Avec le déploiement de la Garde nationale à Washington D.C., la démission du directeur du Bureau of Labor Statistics (pratiquement le principal service de statistiques économiques aux États-Unis), l’attaque contre la banque centrale, les discussions avec la Russie et les prochaines étapes de la guerre commerciale, les vacances d’été n’ont pas été de tout repos pour le président Trump. À court terme, c’est surtout cette guerre commerciale qui est pertinente pour notre économie. La principale nouvelle à cet égard a été la conclusion, fin juillet, d’un « accord » entre les États-Unis et l’Union européenne prévoyant un droit d’importation de 15 % sur toutes les exportations européennes vers les États-Unis, tandis que l’Europe n’imposerait pas de droits supplémentaires sur les exportations américaines vers l’Europe. Cet « accord » montre une fois de plus que l’Europe est beaucoup plus dépendante d’elle-même.

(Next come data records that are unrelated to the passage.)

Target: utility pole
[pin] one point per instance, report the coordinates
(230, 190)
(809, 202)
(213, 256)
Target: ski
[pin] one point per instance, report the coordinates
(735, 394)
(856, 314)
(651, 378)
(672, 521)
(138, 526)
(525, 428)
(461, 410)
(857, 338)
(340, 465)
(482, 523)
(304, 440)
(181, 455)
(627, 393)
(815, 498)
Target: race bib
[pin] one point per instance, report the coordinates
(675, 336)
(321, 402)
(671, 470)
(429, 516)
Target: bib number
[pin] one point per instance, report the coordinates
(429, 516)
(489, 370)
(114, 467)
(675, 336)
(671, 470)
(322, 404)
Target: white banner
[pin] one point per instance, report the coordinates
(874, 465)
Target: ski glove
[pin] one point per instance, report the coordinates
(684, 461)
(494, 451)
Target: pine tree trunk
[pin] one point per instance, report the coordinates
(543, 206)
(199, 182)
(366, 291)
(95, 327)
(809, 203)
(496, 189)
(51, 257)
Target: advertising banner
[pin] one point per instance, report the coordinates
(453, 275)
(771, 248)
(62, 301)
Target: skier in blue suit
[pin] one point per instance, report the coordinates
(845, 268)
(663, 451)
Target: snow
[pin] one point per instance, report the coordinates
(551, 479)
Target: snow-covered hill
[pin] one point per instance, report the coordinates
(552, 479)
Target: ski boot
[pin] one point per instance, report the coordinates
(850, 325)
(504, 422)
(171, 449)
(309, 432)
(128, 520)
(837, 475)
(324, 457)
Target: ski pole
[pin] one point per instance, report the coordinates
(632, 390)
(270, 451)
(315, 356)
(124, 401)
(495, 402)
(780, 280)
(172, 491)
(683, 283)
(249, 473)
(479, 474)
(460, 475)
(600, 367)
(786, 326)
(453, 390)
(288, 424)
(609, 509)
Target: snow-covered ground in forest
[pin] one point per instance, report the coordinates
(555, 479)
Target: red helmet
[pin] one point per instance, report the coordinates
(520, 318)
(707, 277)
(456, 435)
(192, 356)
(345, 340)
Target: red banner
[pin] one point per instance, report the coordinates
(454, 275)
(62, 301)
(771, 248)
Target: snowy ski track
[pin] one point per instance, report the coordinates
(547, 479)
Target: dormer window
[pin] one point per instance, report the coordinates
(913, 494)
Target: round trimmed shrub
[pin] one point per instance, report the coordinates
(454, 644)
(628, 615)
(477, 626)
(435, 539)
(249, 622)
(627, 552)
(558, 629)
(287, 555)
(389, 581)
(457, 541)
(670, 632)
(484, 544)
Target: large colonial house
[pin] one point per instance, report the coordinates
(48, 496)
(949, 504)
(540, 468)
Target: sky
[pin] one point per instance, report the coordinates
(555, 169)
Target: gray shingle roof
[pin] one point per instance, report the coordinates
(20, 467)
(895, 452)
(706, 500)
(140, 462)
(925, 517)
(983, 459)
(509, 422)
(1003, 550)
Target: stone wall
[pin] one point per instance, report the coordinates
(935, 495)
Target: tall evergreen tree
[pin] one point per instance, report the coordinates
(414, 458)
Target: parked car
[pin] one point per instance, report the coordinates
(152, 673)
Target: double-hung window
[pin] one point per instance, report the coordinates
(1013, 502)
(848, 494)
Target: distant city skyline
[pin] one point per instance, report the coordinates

Cet « accord » a suscité un certain soulagement dans certains milieux. Une taxe de 15 % est en effet inférieure aux 20 % (voire 30 % à un certain moment) qui avaient été initialement envisagés. Mais il ne faut pas oublier que ce taux de 15 % est environ dix fois plus élevé que la taxe à l’importation qui s’appliquait jusqu’au début de cette année aux exportations européennes vers les États-Unis. Quoi qu’il en soit, cela reste un changement énorme pour le commerce mondial, avec des conséquences principalement négatives. Car les guerres commerciales font surtout des perdants. Une analyse antérieure du FMI sur les droits à l’importation dans 151 pays entre 1963 et 2014 montre que des droits à l’importation plus élevés entraînent une baisse de la croissance économique. En outre, ils entraînent une baisse de la productivité, une augmentation du chômage, une augmentation des inégalités, une hausse de l’inflation et une baisse des dépenses des ménages.
Les États-Unis seront le plus grand perdant de cette guerre commerciale. Les analyses des taxes à l’importation précédentes montrent clairement que celles-ci causent le plus de dommages économiques au pays qui les impose. Ce sont en effet principalement les consommateurs et les entreprises locaux qui devront supporter ces taxes à l’importation. Les analyses de Goldman Sachs indiquent que jusqu’à présent, 80 % des prélèvements sont répercutés localement. Et le plus gros impact, sous forme d’une inflation plus élevée et d’une croissance économique plus faible aux États-Unis, est encore à venir. Les prévisions de croissance pour les pays industrialisés illustrent également les dommages attendus pour l’économie américaine. C’est ce qui ressort notamment de la récente révision des prévisions de l’OCDE. Selon une mise à jour publiée en juillet, l’activité économique aux États-Unis serait fin 2026 inférieure de près de 1 % à ce qui était encore prévu en janvier. Il s’agit du plus fort recul parmi les principaux pays industrialisés. Dans la zone euro, le recul reste limité à 0,2 %. En ce sens, l’Europe a raison de limiter autant que possible les contre-mesures.
L’Europe peut tout à fait sortir gagnante de cette débâcle, mais elle doit d’abord cesser de se focaliser sur Trump. La bonne nouvelle, c’est qu’il existe en Europe un potentiel bien plus important pour faire mieux que les dégâts que Trump peut nous causer. Au sein du marché européen, il existe encore de nombreuses barrières commerciales qui freinent les échanges dans la région. Selon le rapport Draghi, l’activité économique dans l’Union européenne pourrait être supérieure de 10 % si ces barrières étaient supprimées. Pour la Belgique, cela correspondrait à environ 65 milliards d’euros supplémentaires d’activité économique annuelle. Pour l’ensemble de l’UE, cela représente près de 1 900 milliards d’euros. Ce potentiel est bien supérieur aux dommages que Trump pourrait nous causer avec sa guerre commerciale.
Si la guerre commerciale est enfin pour l’Europe le signal d’alarme (nécessaire depuis longtemps) qui lui permettra de renforcer structurellement sa propre économie, notamment grâce à un véritable marché intérieur avec beaucoup moins d’obstacles, un marché des capitaux unifié, une coopération accrue en matière d’innovation, moins de réglementation et de charges administratives, l’Europe a toutes les cartes en main pour sortir renforcée de cette crise. Le fait que trop peu d’efforts aient été déployés à cet égard jusqu’à présent devrait susciter beaucoup plus d’émotion que la question de savoir si nous sommes en train de perdre ou non la guerre commerciale.